27th Sunday of Ordinary Time
Therefore, I say to you, the kingdom of God will be taken away from you
and given to a people that will produce its fruit.”
I wonder when we read this parable of Jesus if we truly understand its full implications. It’s very easy for us to apply all this to the people of the Old Testament. God’s vineyard was indeed taken away from them because they rejected the cornerstone when he came to deliver them from their sins. After all, the prophet Isaiah tells us quite clearly that, “The vineyard of the LORD of hosts is the house of Israel, and the people of Judah are his cherished plant.” And Jesus makes the same point in the Gospel today. The tenants overseeing God’s vineyard in the parable are clearly the religious leaders of Israel, and they fail absolutely to render the owner his due, even to the point of violently rejecting his own Son who was sent by the owner, the Father, to redeem the whole situation, to redeem his people, his tenants, and restore their proper relationship with Himself. But they would not respond and they ended up killing the Son sent to redeem them and all mankind.
Isaiah asked the obvious questions: “What more was there to do for my vineyard
that I had not done? Why, when I looked for the crop of grapes, did it bring forth wild grapes?” And the answers to these questions seem impenetrable, a part of the mystery of iniquity. In the end, the leaders of Israel decided to reject the owner of the vineyard and his son. And we cannot answer why this took place, except that it was a combination of a long history of betrayals and rejection of the covenant.

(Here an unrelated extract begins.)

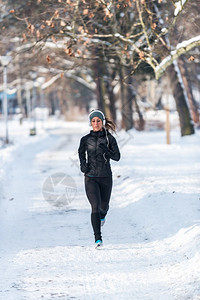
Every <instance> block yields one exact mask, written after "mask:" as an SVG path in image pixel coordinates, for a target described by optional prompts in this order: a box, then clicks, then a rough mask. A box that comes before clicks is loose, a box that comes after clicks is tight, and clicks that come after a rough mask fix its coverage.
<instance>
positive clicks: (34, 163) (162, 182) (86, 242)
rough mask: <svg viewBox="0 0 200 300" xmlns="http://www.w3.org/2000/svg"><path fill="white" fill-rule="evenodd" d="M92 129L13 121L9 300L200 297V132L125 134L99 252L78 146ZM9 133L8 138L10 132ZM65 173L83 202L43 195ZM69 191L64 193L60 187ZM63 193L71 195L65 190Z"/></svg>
mask: <svg viewBox="0 0 200 300" xmlns="http://www.w3.org/2000/svg"><path fill="white" fill-rule="evenodd" d="M88 130H89V128H88V124H87V122H85V123H84V122H82V123H79V122H63V121H58V120H52V121H48V122H47V121H46V122H45V123H44V124H42V123H39V122H37V135H36V136H29V135H28V132H29V123H28V122H24V123H23V124H22V125H21V126H20V125H19V123H18V122H17V121H12V122H9V133H10V139H11V140H12V141H13V145H11V146H9V147H6V148H1V149H0V153H1V156H0V157H1V158H0V167H1V168H0V170H1V172H0V182H1V187H3V188H1V190H0V196H1V197H0V239H1V244H0V265H1V278H0V299H8V300H22V299H31V300H32V299H45V300H49V299H56V300H57V299H106V300H107V299H108V300H109V299H137V300H140V299H141V300H155V299H156V300H165V299H166V300H186V299H187V300H188V299H192V300H199V299H200V279H199V269H200V254H199V249H200V209H199V204H200V184H199V183H200V182H199V178H200V161H199V146H200V133H199V132H198V131H197V132H196V134H195V135H192V136H186V137H182V138H181V137H180V132H179V130H176V129H174V130H173V131H172V132H171V142H172V143H171V145H166V144H165V139H166V137H165V132H164V131H147V132H137V131H135V130H130V131H129V132H128V133H127V132H124V131H120V132H118V133H117V135H116V138H117V140H118V143H119V146H120V149H121V154H122V158H121V160H120V161H119V162H112V169H113V179H114V187H113V193H112V199H111V205H110V210H109V213H108V216H107V219H106V223H105V225H104V227H103V230H102V231H103V240H104V247H103V249H102V250H95V249H94V241H93V233H92V228H91V224H90V206H89V204H88V201H87V199H86V196H85V192H84V185H83V175H82V174H81V173H80V171H79V163H78V157H77V148H78V146H79V141H80V138H81V136H83V135H84V134H86V133H87V132H88ZM1 134H2V132H1ZM58 172H60V173H65V174H66V175H67V176H70V177H71V178H73V180H74V181H75V184H76V188H77V191H76V195H75V197H74V199H73V200H72V201H71V202H70V204H69V203H68V204H67V206H66V205H64V204H66V203H64V202H63V206H61V207H56V206H54V205H53V203H52V205H51V204H50V203H49V202H48V201H46V200H45V198H44V197H43V193H42V190H43V185H44V182H45V181H46V180H47V178H48V177H49V176H52V175H53V174H56V173H58ZM59 188H61V187H60V186H59ZM58 192H60V193H61V191H60V190H59V191H58Z"/></svg>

And so it is tempting for us to say that it happened because this people was simply evil, and the further temptation is to suggest that we wouldn’t have done any such thing had we been in their places. But that really ignores the fuller meaning of the parable of Jesus. He was not simply explaining why the kingdom of God was taken away from the Jews and given to a foreign people, the Gentiles. He was also warning those who took their places in the kingdom, that is, in God’s vineyard, that they were also capable of just such a rejection if they did not guard their hearts and their faith.
The fact is that something quite like what happened in the parable is happening today in Christianity. The peoples of Europe who were the first to be catechized in the true faith have by and large rejected God’s dominion over the vineyard, which includes both the church and the rest of the world. It all belongs to God, but for centuries now droves of Christians have denied that truth and have chosen to go their own way. So the peoples of Europe were the first chosen, like the Jews, and they have decided today that they will no longer serve the King of Kings, the Lord of the vineyard.

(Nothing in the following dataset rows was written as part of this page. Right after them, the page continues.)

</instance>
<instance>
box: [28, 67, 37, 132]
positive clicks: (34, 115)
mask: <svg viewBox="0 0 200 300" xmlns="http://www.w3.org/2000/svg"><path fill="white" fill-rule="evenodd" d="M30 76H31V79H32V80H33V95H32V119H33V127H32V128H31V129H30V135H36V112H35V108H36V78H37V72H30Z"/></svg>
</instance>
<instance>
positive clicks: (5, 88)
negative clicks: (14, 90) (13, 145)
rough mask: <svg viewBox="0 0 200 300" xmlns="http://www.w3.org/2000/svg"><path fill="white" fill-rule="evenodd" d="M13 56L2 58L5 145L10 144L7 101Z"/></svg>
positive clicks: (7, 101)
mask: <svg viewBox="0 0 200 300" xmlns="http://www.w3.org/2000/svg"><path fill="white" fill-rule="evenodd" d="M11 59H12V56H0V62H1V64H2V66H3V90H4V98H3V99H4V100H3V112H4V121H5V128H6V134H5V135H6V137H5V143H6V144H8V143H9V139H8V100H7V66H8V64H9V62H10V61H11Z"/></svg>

Meanwhile, the kingdom of God is indeed being taken away from them and given to another people who will produce much fruit, the peoples of Africa and the peoples of some places in Asia. It’s marvelous to behold as Jesus says in the parable, “by the Lord has this been done, and it is wonderful in our eyes.” At the beginning of the 20th century, there were perhaps a few million Christians in all of Africa, and today they number in the hundreds of millions.
This phenomenal growth is due not only to missionary work. First and foremost, it is a work of the Holy Spirit. The West abandons the faith, and the Spirit makes it spring up and more fertile ground. God will not allow his vineyard to be undone by the infidelity of any people, including the peoples of Western cultures. They are on doing their own civilization by their infidelity to Christ and his Church but they will not be allowed to take the Church down with them. God despoiled his own vineyard as punishment intended to bring his chosen people to their senses, but it did not work. He will not allow the enemies of the Church to despoil her the way they despoiled Jerusalem.
Certainly, each of us has to be on guard lest we be drawn into this catastrophe brought on by the infidelity of Western Christians. We are not immune to the temptation, and we must stand fast in our faith or risk losing everything. In that second reading, Paul gives us sound advice as to how to protect our faith and our hope.
First he mentions prayer and petition and thanksgiving which are the first needs of a sound Christian life. If we pray frequently and fervently, then we will come to know “the peace of God that surpasses all understanding.” The peace which he speaks about here and in many other places is in fact the gift of the Holy Spirit, and this same Holy Spirit, Paul promises, “will guard your hearts and minds in Christ Jesus.” And what the Spirit guard our hearts and minds from? They will be guarded from the evil one and the lies and deceit that he spreads in our society and culture.
Then, on the positive side, Paul encourages us to focus our minds on what will really help us in this battle with iniquity. First,
… whatever is true, whatever is honorable,
whatever is just, whatever is pure,
whatever is lovely, whatever is gracious,
if there is any excellence
and if there is anything worthy of praise,
think about these things.
These are the things that keep our minds attuned with Jesus Christ and the Holy Spirit. If we focus on these things, we will not be misled by the world which rarely thinks of such things.
And finally, we also need to put these things into action in concrete ways in our lives, Keep on doing what you have learned and received and heard and seen in me. Paul represents the sacred tradition handed on by the apostles, the way of Christ, His way of thinking and acting always to please the Father. If we follow this plan of life, spelled out by St. Paul as the Christian way of life, then for sure we have nothing to be anxious about. God is with us. That’s all we need to know, and then live accordingly.